Pourquoi est-ce important d’exprimer ses émotions au travail ?

Les émotions sont au cœur de notre vie, elles sont des déterminants essentiels de nos comportements et actions. Sous-estimer ou ignorer leur influence dans le contexte professionnel ramène à exclure le facteur humain de la vie d’entreprise. Or, l’entreprise est un système qui ne peut pas vivre et se développer sans ses collaborateurs et collaboratrices. Ceci n’est pas nouveau. Dès les années 1930, plusieurs études ont montré que les émotions sont à la base de nombreux processus organisationnels comme les dynamiques de groupe.

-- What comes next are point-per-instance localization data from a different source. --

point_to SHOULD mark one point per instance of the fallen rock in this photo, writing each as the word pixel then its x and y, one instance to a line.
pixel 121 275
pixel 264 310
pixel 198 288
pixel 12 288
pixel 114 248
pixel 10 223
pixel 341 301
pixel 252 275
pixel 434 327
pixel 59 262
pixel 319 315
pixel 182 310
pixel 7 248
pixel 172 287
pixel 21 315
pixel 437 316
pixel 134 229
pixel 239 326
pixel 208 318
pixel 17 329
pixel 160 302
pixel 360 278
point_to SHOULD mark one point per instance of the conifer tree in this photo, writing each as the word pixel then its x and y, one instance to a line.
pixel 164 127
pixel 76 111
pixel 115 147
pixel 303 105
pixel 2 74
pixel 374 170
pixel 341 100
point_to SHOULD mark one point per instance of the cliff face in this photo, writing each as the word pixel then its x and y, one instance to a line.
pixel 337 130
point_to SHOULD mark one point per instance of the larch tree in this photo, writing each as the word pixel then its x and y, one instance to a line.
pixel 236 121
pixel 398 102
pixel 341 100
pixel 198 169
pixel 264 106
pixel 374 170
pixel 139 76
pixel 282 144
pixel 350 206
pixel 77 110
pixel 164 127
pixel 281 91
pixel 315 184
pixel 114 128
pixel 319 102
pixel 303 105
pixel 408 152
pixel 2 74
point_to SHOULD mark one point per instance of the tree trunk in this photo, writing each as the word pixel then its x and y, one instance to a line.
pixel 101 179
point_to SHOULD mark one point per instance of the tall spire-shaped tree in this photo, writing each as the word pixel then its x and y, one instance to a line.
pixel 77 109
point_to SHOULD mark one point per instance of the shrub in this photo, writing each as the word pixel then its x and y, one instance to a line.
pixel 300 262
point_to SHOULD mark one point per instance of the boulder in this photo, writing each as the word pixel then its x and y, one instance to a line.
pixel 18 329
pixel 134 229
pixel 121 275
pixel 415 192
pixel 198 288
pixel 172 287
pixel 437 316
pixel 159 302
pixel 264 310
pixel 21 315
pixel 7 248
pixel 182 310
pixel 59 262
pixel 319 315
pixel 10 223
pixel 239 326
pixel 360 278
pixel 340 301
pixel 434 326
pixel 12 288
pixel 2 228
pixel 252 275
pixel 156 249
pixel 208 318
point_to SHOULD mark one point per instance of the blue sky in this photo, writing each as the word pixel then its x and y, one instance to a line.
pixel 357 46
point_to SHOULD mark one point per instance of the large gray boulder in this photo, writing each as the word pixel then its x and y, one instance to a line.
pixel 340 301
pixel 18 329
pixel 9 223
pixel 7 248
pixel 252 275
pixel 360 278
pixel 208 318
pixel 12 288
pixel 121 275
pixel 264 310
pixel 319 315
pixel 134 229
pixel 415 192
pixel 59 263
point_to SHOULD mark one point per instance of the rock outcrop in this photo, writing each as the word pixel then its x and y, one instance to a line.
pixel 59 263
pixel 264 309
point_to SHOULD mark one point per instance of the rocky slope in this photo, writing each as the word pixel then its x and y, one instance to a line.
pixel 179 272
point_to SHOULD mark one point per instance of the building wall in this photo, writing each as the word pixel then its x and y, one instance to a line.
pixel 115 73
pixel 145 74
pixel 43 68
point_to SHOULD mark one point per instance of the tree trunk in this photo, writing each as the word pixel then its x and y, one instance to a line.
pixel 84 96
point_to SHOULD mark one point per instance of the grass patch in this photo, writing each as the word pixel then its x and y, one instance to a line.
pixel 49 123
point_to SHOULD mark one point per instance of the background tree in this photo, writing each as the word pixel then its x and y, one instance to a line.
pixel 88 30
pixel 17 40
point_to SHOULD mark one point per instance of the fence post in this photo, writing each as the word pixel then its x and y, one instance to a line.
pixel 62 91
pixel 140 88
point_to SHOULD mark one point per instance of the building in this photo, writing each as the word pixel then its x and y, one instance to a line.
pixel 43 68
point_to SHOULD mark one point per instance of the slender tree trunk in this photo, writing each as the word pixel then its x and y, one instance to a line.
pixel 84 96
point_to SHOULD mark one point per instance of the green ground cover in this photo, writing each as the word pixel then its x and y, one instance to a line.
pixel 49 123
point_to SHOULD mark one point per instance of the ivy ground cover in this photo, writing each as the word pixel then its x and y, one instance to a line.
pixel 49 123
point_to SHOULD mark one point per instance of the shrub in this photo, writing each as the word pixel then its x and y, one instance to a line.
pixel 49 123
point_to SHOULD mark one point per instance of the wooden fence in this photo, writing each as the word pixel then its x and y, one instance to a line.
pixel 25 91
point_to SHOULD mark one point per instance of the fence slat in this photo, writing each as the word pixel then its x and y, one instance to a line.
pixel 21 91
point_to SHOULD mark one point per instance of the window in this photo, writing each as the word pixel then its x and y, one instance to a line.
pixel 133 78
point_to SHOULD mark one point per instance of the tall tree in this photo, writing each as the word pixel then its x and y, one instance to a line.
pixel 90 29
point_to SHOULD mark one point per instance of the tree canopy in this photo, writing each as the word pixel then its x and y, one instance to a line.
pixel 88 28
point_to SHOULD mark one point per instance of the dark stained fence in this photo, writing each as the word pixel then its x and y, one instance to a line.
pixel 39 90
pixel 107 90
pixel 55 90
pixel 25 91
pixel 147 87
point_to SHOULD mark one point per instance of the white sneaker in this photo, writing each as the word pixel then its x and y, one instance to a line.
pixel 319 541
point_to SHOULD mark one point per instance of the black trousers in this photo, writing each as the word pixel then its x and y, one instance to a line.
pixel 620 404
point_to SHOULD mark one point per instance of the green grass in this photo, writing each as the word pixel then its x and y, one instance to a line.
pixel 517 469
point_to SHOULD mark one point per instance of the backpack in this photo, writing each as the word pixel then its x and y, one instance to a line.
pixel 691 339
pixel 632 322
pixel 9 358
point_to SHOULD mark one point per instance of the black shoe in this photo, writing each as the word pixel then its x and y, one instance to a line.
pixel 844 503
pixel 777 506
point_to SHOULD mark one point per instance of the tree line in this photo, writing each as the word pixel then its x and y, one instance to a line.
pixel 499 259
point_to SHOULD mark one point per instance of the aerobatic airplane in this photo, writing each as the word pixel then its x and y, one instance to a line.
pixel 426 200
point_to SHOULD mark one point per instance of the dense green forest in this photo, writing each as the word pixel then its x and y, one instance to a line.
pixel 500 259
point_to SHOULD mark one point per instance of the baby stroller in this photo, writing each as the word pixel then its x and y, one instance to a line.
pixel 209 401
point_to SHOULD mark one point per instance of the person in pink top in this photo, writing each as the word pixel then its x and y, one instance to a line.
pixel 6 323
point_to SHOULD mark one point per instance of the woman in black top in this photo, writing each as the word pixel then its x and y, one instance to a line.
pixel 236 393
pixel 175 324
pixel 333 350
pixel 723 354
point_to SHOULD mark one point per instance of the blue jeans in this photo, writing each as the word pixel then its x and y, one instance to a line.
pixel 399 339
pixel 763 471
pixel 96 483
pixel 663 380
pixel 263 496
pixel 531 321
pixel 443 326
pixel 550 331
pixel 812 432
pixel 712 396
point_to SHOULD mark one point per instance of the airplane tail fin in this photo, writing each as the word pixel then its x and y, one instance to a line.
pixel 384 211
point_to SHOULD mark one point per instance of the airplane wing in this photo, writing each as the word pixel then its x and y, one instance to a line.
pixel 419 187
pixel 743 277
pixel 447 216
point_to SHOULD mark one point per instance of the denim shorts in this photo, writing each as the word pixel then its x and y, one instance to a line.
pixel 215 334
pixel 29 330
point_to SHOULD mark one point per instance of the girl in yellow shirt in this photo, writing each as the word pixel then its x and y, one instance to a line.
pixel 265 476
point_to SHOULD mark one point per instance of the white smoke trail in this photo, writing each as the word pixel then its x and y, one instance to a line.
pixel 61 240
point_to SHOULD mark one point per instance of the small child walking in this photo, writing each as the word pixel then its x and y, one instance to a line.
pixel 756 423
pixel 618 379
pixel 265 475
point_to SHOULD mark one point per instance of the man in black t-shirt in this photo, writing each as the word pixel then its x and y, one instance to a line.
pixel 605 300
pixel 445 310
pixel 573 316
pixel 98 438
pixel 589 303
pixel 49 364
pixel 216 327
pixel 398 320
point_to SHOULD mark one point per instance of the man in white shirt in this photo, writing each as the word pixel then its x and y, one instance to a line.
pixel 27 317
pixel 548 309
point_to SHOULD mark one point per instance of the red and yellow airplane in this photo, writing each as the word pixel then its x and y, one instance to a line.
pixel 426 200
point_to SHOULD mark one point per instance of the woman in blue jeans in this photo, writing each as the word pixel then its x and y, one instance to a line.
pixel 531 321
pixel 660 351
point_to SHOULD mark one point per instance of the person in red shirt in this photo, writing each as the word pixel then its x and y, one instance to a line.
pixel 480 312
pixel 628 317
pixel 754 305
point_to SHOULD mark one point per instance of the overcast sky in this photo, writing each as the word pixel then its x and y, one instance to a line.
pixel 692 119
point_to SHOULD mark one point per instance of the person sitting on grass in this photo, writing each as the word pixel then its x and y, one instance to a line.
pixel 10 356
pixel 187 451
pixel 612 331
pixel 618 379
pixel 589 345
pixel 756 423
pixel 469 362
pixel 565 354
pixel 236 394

Malgré tout, les émotions n’ont pas encore gagné leurs lettres de noblesse dans le monde du travail. Font-elles encore « peur » ?

L’engouement actuel pour les émotions est en fait une forme de « redécouverte ». Pourquoi ? Entre 1950 et 1980 environ, sous la forte influence du behaviorisme, les émotions sont perçues comme des imperfections à la rationalité. Les entreprises et le monde du travail en général ont alors tendance à les exclure.

Il faut attendre la fin des années 1990 pour que les émotions connaissent un regain d’intérêt dans le contexte professionnel et que le facteur humain soit reconsidéré. Cette dynamique s’est renforcée ces dernières années, car les travailleurs et travailleuses sont confronté-es à des changements constants. L’entreprise qui réussira demain est celle qui sera à même de se réinventer en permanence et d’accepter l’inconnu. Il est dès lors essentiel de pouvoir mobiliser ses collaborateurs et collaboratrices et de pouvoir compter sur leurs capacités à faire face et à innover. Les émotions font partie intégrante de la vie d’une entreprise. Elles doivent être reconnues comme des ressources, au même titre que la force de travail ou les compétences techniques.


Dès lors, n’y aurait-il pas un risque d’instrumentalisation des émotions ?

Oui, c’est un risque. Il peut y avoir une forme d’instrumentalisation lorsque les compétences émotionnelles, et d’une manière plus générale les leviers de la psychologie positive, sont utilisées pour « presser comme un citron » les personnes afin qu’elles donnent le meilleur d’elles-mêmes. Cette récupération instrumentale repose sur une vision tout à fait caricaturale du type Chief Happiness Officer, où seules les émotions dites positives sont acceptées. Une telle approche des émotions au travail est tout à fait factice, voire dangereuse.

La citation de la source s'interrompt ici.